Bed shortage approaches desperate levels for organization helping the homeless

Almost every single day volunteers and staff at Bridging load up trucks and furnish about twenty households for people transitioning out of homelessness.

The community relations coordinator with Bridging, Diana Dalsin, says the current bed supply is prompting her desperate public call for donations.

"Just where we are now in COVID," says Dalsin. "We are 20 months in and the supply chain has caught up to us."

Dalsin says individual donations, making up about 70% of the warehouse inventory, have slowed significantly. "Everyone purged items from their homes early in the pandemic.  That’s not happening now."

The other 30% of Bridging’s supply comes from the hospitable industry and corporate partners.
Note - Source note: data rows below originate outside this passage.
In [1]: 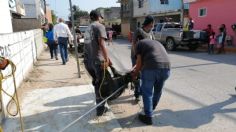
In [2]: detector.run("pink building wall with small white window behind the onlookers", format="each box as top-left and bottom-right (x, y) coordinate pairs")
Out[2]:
(189, 0), (236, 46)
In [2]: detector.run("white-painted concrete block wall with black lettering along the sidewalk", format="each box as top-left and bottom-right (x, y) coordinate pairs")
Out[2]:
(0, 29), (45, 116)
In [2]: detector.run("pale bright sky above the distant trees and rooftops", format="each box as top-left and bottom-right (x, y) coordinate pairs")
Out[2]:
(46, 0), (120, 20)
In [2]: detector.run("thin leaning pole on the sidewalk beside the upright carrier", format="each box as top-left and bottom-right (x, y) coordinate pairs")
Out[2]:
(69, 0), (81, 78)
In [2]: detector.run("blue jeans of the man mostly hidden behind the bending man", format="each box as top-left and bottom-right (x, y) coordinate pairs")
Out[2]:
(131, 51), (141, 98)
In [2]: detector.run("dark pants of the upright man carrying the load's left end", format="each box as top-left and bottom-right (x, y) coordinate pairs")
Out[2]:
(84, 59), (105, 109)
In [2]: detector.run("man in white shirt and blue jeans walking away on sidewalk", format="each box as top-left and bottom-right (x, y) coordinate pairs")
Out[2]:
(53, 18), (73, 65)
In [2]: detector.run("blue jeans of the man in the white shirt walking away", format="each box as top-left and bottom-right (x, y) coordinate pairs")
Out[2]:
(58, 37), (68, 64)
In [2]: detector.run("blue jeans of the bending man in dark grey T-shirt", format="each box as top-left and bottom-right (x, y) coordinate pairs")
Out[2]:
(141, 69), (170, 117)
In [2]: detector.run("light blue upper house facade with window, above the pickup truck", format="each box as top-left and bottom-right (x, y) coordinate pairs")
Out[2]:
(133, 0), (189, 30)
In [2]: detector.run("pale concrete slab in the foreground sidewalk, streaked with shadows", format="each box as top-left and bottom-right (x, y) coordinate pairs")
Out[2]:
(4, 93), (121, 132)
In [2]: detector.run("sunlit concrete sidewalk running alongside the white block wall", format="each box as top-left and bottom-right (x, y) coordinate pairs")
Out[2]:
(4, 48), (122, 132)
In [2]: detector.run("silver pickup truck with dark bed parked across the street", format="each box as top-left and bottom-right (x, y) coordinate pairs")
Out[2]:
(153, 22), (207, 50)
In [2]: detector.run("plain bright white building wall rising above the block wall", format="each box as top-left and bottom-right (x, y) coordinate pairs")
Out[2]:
(0, 0), (13, 33)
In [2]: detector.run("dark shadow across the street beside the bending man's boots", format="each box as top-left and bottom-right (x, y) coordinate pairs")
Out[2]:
(110, 90), (236, 129)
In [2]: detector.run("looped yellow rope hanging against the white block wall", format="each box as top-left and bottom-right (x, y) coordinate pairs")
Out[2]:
(0, 60), (24, 132)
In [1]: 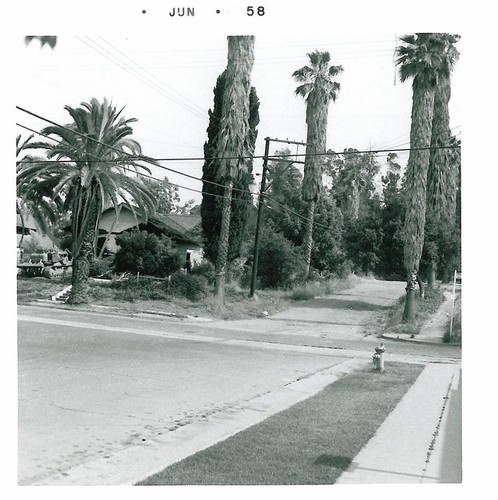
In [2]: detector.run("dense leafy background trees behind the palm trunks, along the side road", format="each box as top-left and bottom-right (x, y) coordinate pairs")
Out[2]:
(201, 140), (460, 287)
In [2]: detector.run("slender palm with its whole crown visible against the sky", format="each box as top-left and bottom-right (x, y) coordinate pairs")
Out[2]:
(292, 51), (343, 274)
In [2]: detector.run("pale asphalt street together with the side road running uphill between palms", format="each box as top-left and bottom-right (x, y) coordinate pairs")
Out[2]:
(18, 280), (461, 485)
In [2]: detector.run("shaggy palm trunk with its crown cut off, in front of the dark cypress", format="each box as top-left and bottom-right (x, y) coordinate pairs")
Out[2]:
(215, 36), (254, 304)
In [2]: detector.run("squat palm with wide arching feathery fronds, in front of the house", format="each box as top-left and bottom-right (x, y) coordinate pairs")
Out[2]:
(17, 98), (155, 303)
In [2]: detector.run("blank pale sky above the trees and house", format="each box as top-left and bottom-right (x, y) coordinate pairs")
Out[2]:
(13, 9), (462, 202)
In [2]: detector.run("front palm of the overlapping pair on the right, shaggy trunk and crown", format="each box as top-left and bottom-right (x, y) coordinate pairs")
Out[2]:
(396, 33), (462, 322)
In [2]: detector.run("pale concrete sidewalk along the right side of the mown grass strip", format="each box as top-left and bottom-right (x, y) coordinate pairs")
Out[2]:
(336, 364), (462, 484)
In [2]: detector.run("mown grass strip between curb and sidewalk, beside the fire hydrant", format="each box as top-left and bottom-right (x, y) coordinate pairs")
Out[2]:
(138, 363), (423, 485)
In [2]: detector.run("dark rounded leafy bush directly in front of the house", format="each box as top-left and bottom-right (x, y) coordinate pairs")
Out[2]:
(114, 230), (182, 277)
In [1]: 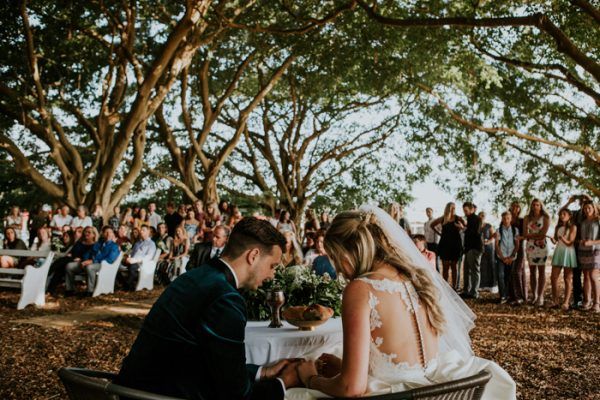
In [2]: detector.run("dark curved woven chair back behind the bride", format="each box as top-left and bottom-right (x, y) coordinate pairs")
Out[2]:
(324, 370), (492, 400)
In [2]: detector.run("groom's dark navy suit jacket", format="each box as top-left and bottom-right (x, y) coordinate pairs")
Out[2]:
(116, 259), (284, 400)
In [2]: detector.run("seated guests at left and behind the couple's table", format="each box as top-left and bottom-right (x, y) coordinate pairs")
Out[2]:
(0, 200), (344, 297)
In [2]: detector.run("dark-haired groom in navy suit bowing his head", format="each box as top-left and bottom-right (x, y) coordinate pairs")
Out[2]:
(116, 218), (299, 400)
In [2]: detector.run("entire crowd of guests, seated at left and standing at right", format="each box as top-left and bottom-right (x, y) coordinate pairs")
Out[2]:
(0, 195), (600, 312)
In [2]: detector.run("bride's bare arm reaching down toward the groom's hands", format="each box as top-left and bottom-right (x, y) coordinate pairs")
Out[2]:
(299, 281), (371, 397)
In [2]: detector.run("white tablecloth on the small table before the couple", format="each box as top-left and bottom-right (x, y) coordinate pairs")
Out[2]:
(245, 318), (342, 365)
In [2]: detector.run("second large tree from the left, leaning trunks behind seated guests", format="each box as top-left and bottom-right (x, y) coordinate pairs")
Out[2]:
(149, 1), (360, 202)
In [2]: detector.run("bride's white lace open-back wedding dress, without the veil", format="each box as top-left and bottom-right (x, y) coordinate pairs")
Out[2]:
(286, 277), (516, 400)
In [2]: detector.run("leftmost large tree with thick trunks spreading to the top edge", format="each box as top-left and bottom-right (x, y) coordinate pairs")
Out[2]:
(0, 0), (252, 216)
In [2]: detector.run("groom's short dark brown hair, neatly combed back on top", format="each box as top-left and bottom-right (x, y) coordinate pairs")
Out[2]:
(223, 217), (286, 259)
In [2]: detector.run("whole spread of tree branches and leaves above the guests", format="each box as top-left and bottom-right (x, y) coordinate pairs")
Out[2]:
(0, 0), (600, 216)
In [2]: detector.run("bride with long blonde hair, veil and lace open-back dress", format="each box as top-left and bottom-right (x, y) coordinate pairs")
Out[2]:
(286, 206), (516, 400)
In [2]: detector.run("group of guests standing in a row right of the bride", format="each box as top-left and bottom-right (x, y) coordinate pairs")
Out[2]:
(418, 195), (600, 312)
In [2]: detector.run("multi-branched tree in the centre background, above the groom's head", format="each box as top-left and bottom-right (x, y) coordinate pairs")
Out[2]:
(222, 74), (408, 222)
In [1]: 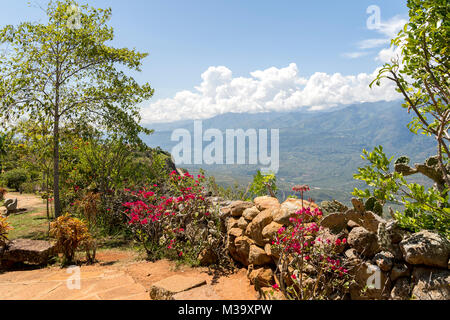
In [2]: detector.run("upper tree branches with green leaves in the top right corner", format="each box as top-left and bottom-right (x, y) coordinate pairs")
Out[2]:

Hotels that would normally be renovating, buying new mattresses and box springs, and sending used ones to Bridging,  have but that breaks on that typical turnover because of supply chain challenges.

"We are the point the retailers we work with are amazing, can’t get their hands on foam, and coils, and steel," says Dalsin "If you aren’t buying a new bed, they can’t make it, you can’t get the new shipment, which means they can’t provide us that used swap out we would normally get."

Between Bridging’s two locations in Roseville and Bloomington, they need a minimum of 175 mattresses and 175 boxsprings each week.  The current daily count shows a steady decline since September.

"The reality is we need these beds to really provide the foundation of that home," says Dalsin.

Supplies of other furniture helping make a new house a home are in better shape but Dalsin says full and queen size beds are a top priority right now.

"Now we are at that next layer of really starting to shout and say please consider, please tell other people that we need to give other people an opportunity to thrive and get a good night's sleep."